Hoy he cobrado la nómina y me he ido a lo que más me gusta hacer en el mundo: comprar comida de gato. Bueno, igual no es lo que más me gusta, pero sí es una de las cosas en las que más dinero gasto. A la vuelta venía cansada, muy cansada y dándole vueltas a todas las cosas que tengo que hacer. Y entonces, magia, ha sonado una canción. Y he visto el tronco, el lago, esos brazos capaces de levantarte por el aire, ese amor adolescente y... yo he traído una sandía.
Resulta que hace ya unos meses estaba el Niño comiendo en mi casa y cuando terminamos me dice “anda, según la lista de programación de la tele van a poner Dirty Dancing”. Yo me emocioné un muchito porque siempre que la ponen la veo y además podía obligarle a verla a él. Recogí un poco la cocina a toda prisa y me fui al sofá tan contenta. Y entonces, hummm, qué raro, hay otra peli mierder. Igual está acabando y ahora después ponen Dirty Dancing. Pero de pronto me fijo. Me sé la película de memoria. Una sola frase me basta para reconocerla. No era una peli mierder. Era una versión mierder de Dirty Dancing. Mira, así no, eh, así no.
Por curiosidad y porque soy una anciana que disfruta gritando a las pantallas, decidí verla. Y es, con toda probabilidad, lo peor que he visto nunca.
La protagonista es gorda. Y sabe Dios que yo no tengo nada contra los gordos, todo lo contrario. Pero a ver, aquí hemos venido a bailar, a llevar vestidos monos y a ser levantada por los aires. Siendo un ballenato eso se complica. Y yo dije, bueno, igual es gordita pero baila tan bien que resulta creíble. Bueno, pues no. Yo que soy un pato mareado con dos pies izquierdos y ambos de madera, lo hubiera hecho mejor. No entiendo cómo alguien puede tener la poca vergüenza de bailar así, hacer una versión de Dirty Dancig y seguir saliendo a la calle.

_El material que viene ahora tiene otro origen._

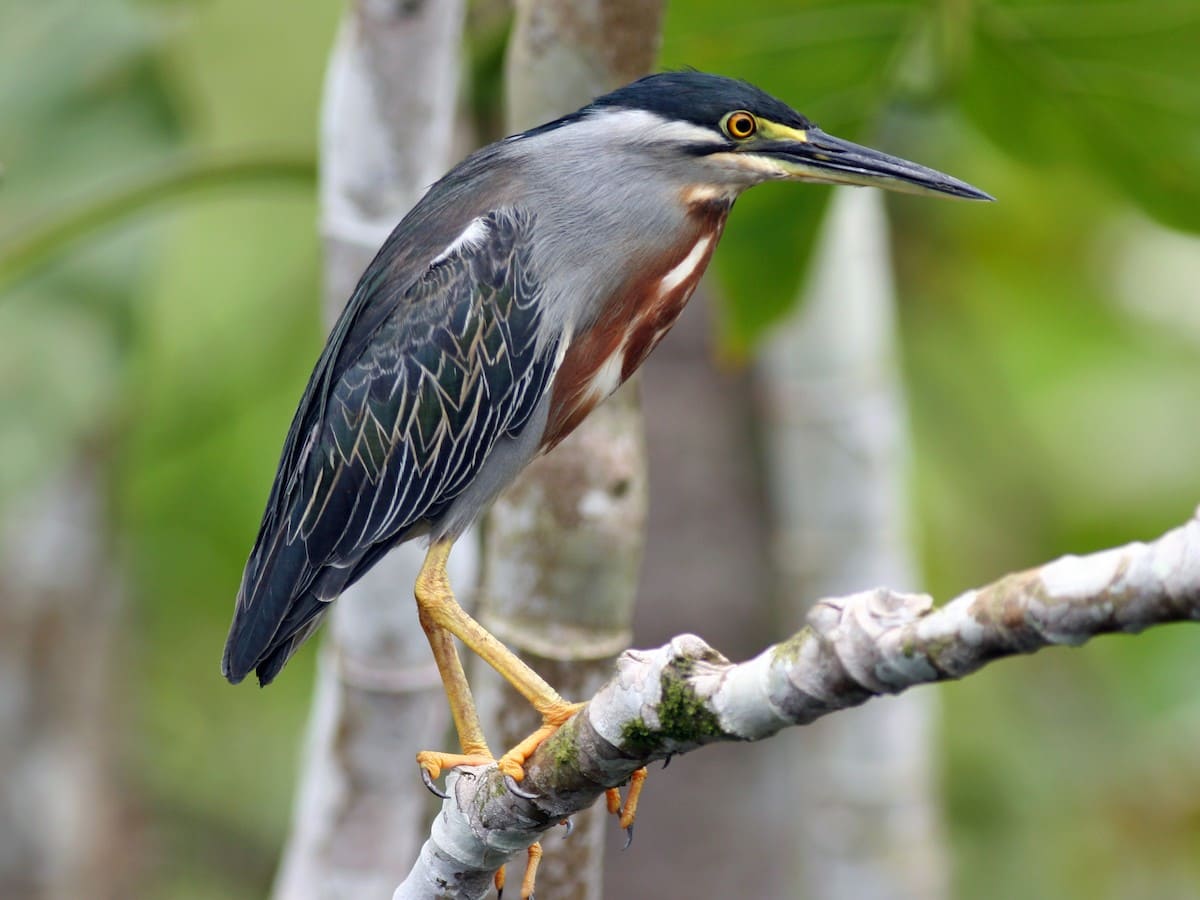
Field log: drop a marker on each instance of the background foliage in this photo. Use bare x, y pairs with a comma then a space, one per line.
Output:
1050, 345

El protagonista NO es Patrick Swayze. Mal, fatal. Pero es que es feo. Feo como el dolor. Y no baila especialmente bien. Y mira, que no y punto.
El guión es el mismo con modificaciones absurdas, como una historieta sobre la pérdida de pasión de los padres que no interesa a nadie y un añadido al final en plan “La la land” que si ya me pareció lo peor en esa peli, imagínate en esta de serie B.
Y por último, que yo adore Dirty Dancing no significa que sea idiota. Sé que es una película que no aporta nada del otro mundo. Que el guión no vale un carajo. Que ni siquiera las actuaciones son memorables. Lo único que la hace totalmente maravillosa es la música, los bailes, los protagonistas guapos y con buena química. Si me quitas las tres cosas, es un bodrio totalmente infumable.
Total, que me sirvió para descargar bilis despotricando durante una hora y media y para convencer al Niño Chico de ver la original. Cómo sería de mala la versión esa, que la “buena” le pareció una maravilla.